Ama aktiflik derken gercekten fiziksel anlamda asiri hareketli olmaktan bahsediyorum. Bizim gibi 40'ini gecince sanki merdiven cikmak olduruyormus gibi merdiven yerine asansor kullanan, sabah is yeri servisine binmeye, aksam ayni servisten inmeye alismis, muhtemelen elit bir muhitte yasamiyor ise bir degisiklik yapip kosayim dese birilerinin sozlu veya gozlu tacizine ugramasi cok muhtemel olunca adama Ingilizlerin bu halleri tuhaf geliyor tabi.
Bu hafta yeni is yerime basladim, 2 mil evime, bu 2 mili cycle ediyorum diye cok mutluyken 50'lerinin sonlarinda gorunen Project Manager'in taa Longstanton'dan bisikletle geldigini ogrenince dumur oldum. 10 mil gel 10 mil git gunde 20 mil lan. 36 km yani. Herhalde ben onu yapmaya kalksam aksam eve vardigimda at boku kazir gibi kapidan kazirlardi beni cunku muhtemelen eve vardigimda aynen at boku gibi talas talas dokulurdum.
Sonra dedim tevekkeli degil, pezevenk her gun ofisin ortasinda uzun bir torenle, ayin yapar gibi giyiniyor, yesil reflektorlu kiyafetlerini, ayaklardan basa kadar. Giyinmesi 10 dk suruyor...

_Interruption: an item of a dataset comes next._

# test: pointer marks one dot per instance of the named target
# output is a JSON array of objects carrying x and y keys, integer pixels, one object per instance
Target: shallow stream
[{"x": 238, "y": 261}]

Gercekten hayranim bu adamlarin bedenlerini bu sekilde tepe tepe kullanmalarina. Kaslara, eklemlere hayda breh! Oysa biz Turkiye'de en cok sindirim ve bosaltim sistemimizi kullaniyoruz. Ne zaman yabanci bir arkadas bize misafirlige gelse sok oluyor, yemek bitmiyor cunku sofradan kalkinca. Bir kere yabancilarda sofraya oyle kocaman tencere veya servis kaplari getirme huyu yok. Tabaga yemek konulup oyle geliyor. Bizde oyle mi? Kocaman kocaman uzun servis tabaklarinda pilavlar dolmalar. Ayol 1 cesit main ile yiyor adamlar aksam yemeklerini be. Biz de kurusu, islagi, salatasi, atistirmaligi, hobarey!
Ayrica diyorum ya: YEMEK SOFRADAN KALKINCA BITMIYOR!
Yemek bitiyor tatli, tatli bitiyor meyve, hadi sonra cay, cayin yaninda cerez, bitmeyen bir ogutme seruvenidir bizi yastik gibi popolara ulastiran!